As Caroline Litzenberger notes, bequests of this kind provide us with vital evidence of continuing popular adherence to the traditional faith. Indeed, some historians maintain that most of the population remained Catholic in their sympathies until Elizabeth’s reign. Towards the end of his will, having left money to his unmarried daughter Christian, John Lucke appends the following proviso:
Item if the saide Cristian happen to dye before she be married then the said fyve poundes to be bestowed in this manner five nobles to apriest to praye for my soule her soule and all xten soules and other five nobles to the church of maughfield aforesaid.

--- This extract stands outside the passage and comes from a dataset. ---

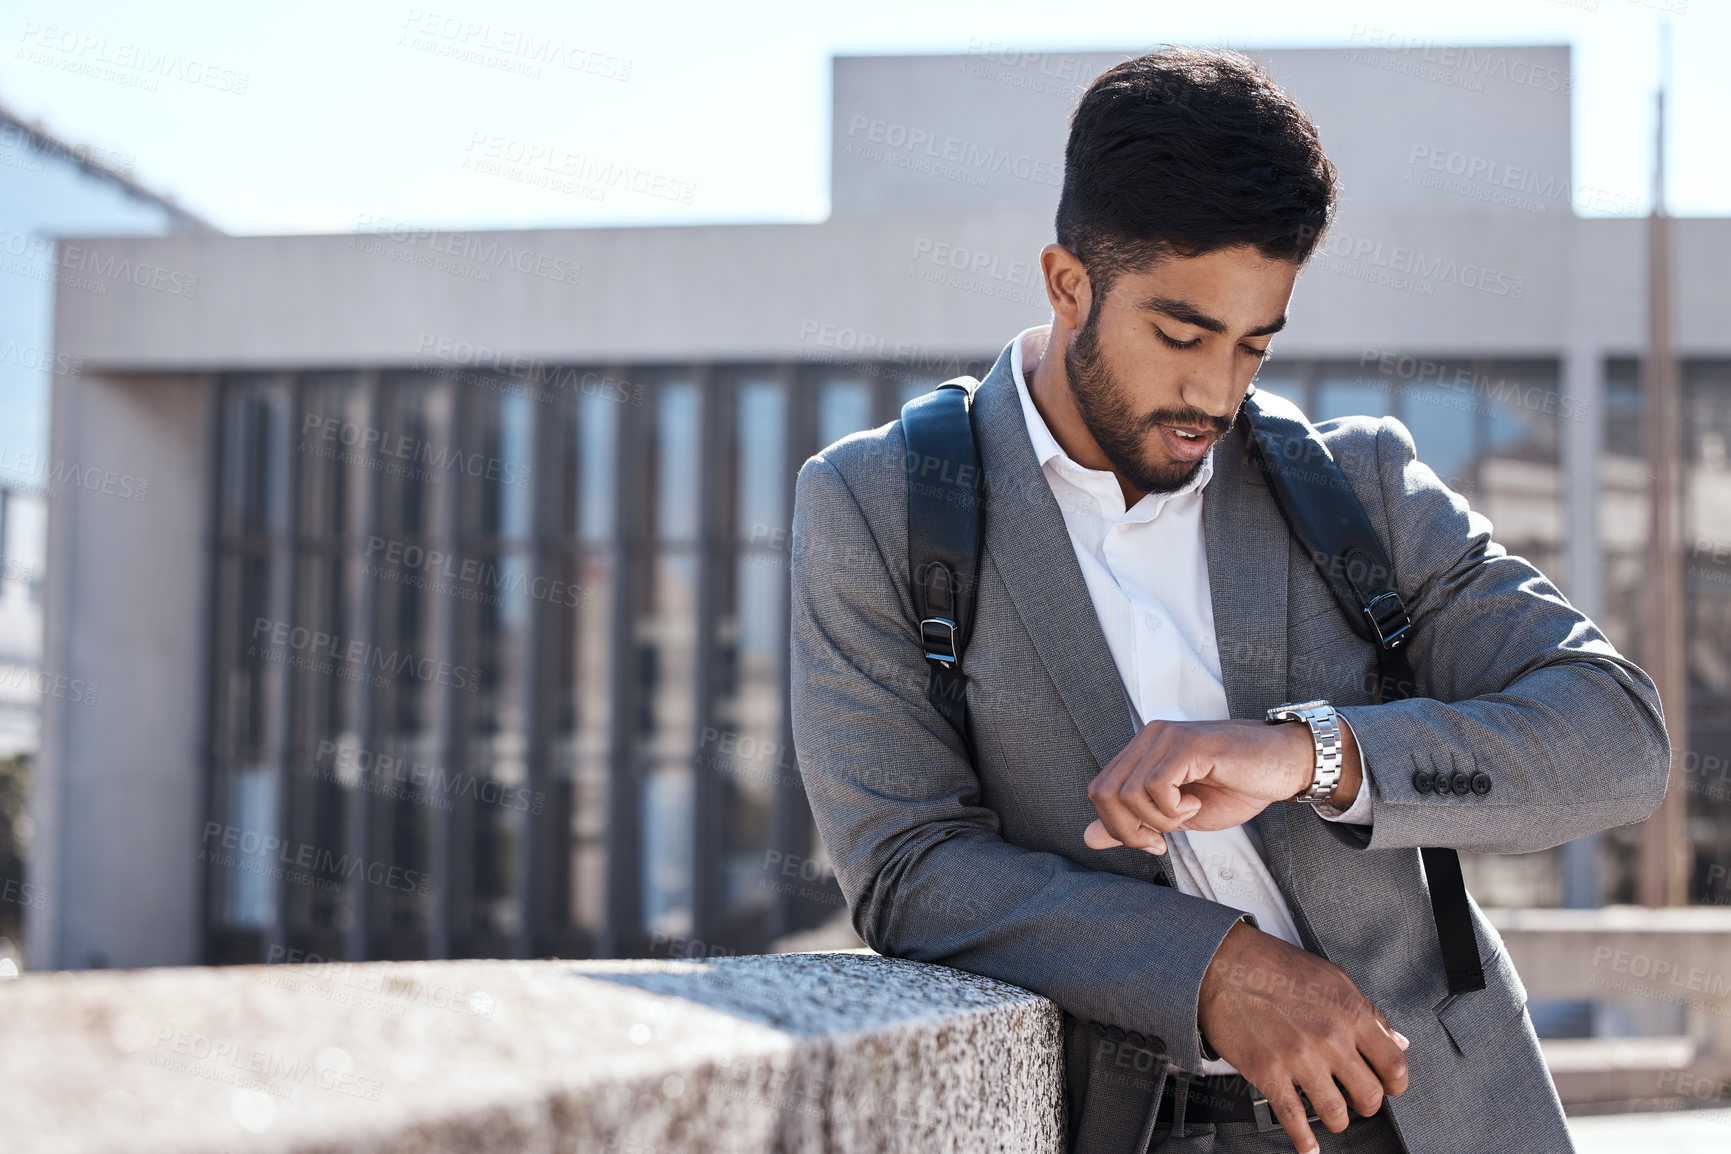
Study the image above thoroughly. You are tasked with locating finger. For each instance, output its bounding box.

Paying to have Masses said for one’s soul after death was a defiantly Catholic practice. John Lucke’s bequest suggests either that he knew his parish priest was enough of a traditionalist to carry out his request, or that he was confident, despite Edward’s protestant reforms, of a return to Catholic practice.
The wills of Thomas and John Lucke suggest that the Lucke family remained Catholic in its religious sympathies, at least during the middle years of the century. This may help us to understand how my 12 x great grandparents Alice Lucke and Magnus Fowle came together. I’ve already mentioned the explicitly Catholic will of Magnus’ father Gabriel. I’ve also written written before about the likelihood that Magnus was himself at the very least a church papist – a covert Catholic, outwardly conforming to the newly-protestant Church of England – living as he did during the reign of Elizabeth I, with its increasing persecution of those who remained faithful to England’s traditional religion. Evidence of Magnus Fowle’s true allegiance can be found in the bequest of twenty shillings in his own will of 1595 to Eleanor Ashburnham, a member of a notable family of Sussex recusants (Eleanor had been fined £40 for recusancy three years earlier). Moreoever, it appears that Magnus’ bequest of his own soul to the Trinity – ‘to Almightie god, the father, the sonne, and the holie ghoste, Three persones and one god’ – was a neutral form of words often used by Catholics and ‘church papists’ to signify their allegiance to the traditional faith, while avoiding both an accusation of recusancy and the florid Calvinist-influenced language of the reformers.
This evidence from my family history research goes some way to confirming the claim, made by a number of historians, that the population of England remained mostly Catholic until at least the beginning of Elizabeth’s reign.